The genetic diversity analysis was based on 19,853 SNP markers obtained from the SNP calling procedure. Three types of diversity analysis were performed at individual genotype level. First, genetic structure of 251 alfalfa genotypes was assessed using a model-based Bayesian method implemented in the program STRUCTURE version 2.3.4 111. Sub-population numbers (K) ranging from 1 to 10 were evaluated, repeating each analysis 20 times. Modelling decisions included correlated allele frequencies and use of an admixture model. A burn-in of 30,000 iterations and 30,000 iterations of the Markov Chain Monte Carlo (MCMC) were used. The most likely number of sub-populations was inferred with the delta K method 118 implemented in the STRUCTURE HARVESTER program 119. The CLUMPP program 120 was used to generate a consensus ancestry estimate from the 20 independent runs for each K and ancestry bar plots were generated with the “pophelper” package for R 117,121.

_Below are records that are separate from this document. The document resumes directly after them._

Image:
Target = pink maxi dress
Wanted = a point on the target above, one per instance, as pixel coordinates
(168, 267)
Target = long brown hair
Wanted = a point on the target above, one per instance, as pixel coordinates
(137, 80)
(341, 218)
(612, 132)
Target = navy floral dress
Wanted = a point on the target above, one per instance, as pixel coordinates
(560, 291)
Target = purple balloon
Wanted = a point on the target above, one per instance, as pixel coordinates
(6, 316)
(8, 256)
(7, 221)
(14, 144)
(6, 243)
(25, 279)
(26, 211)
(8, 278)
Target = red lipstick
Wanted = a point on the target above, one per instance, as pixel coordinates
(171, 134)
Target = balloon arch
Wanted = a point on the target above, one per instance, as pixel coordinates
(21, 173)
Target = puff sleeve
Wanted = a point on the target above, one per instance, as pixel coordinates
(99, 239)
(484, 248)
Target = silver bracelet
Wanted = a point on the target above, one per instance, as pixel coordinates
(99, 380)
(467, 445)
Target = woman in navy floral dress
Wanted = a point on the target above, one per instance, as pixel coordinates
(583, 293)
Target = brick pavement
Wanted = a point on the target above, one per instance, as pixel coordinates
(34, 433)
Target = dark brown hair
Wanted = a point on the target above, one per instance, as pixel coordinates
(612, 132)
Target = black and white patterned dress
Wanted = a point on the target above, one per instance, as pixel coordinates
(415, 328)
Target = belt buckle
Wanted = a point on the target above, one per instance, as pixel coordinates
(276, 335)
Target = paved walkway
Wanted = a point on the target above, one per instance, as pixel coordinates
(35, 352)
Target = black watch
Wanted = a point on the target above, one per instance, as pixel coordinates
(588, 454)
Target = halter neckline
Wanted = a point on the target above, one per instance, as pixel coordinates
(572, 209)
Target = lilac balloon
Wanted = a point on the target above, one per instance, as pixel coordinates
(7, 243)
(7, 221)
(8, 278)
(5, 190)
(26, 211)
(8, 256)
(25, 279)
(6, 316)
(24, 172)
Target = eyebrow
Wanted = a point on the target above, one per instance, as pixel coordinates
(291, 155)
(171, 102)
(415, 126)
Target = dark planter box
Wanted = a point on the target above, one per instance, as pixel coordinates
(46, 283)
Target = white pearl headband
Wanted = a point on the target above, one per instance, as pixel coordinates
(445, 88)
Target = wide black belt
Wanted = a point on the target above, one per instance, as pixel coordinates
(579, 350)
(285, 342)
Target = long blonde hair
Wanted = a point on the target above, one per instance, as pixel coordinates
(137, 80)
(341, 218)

Identification Of Unique Loci Associated With Long-term Grazing
The 19,853 SNPs, with minor allele frequency (MAF) below 5% removed, were used for genotype-environment association for 122 genotypes representing 12 alfalfa populations sampled from the long-term grazing sites. The SnpEff software 122 was used to annotate all SNPs based on the M. sativa reference genome database. The candidate genes were localized by retrieving the positions of significant SNP markers in the annotation database of M. sativa genome function 107.
Linkage Disequilibrium
Pairwise Pearson correlation (r2) between pairs of SNPs were performed to assess the linkage disequilibrium (LD) across all chromosomes. A total of 12,402 SNPs were used in the LD analysis. The LD decay over physical distance was determined as the mean distance under the LD threshold of r2 = 0.2. The r package “sommer” (version 4.2.0) was used to conduct LD analysis 123.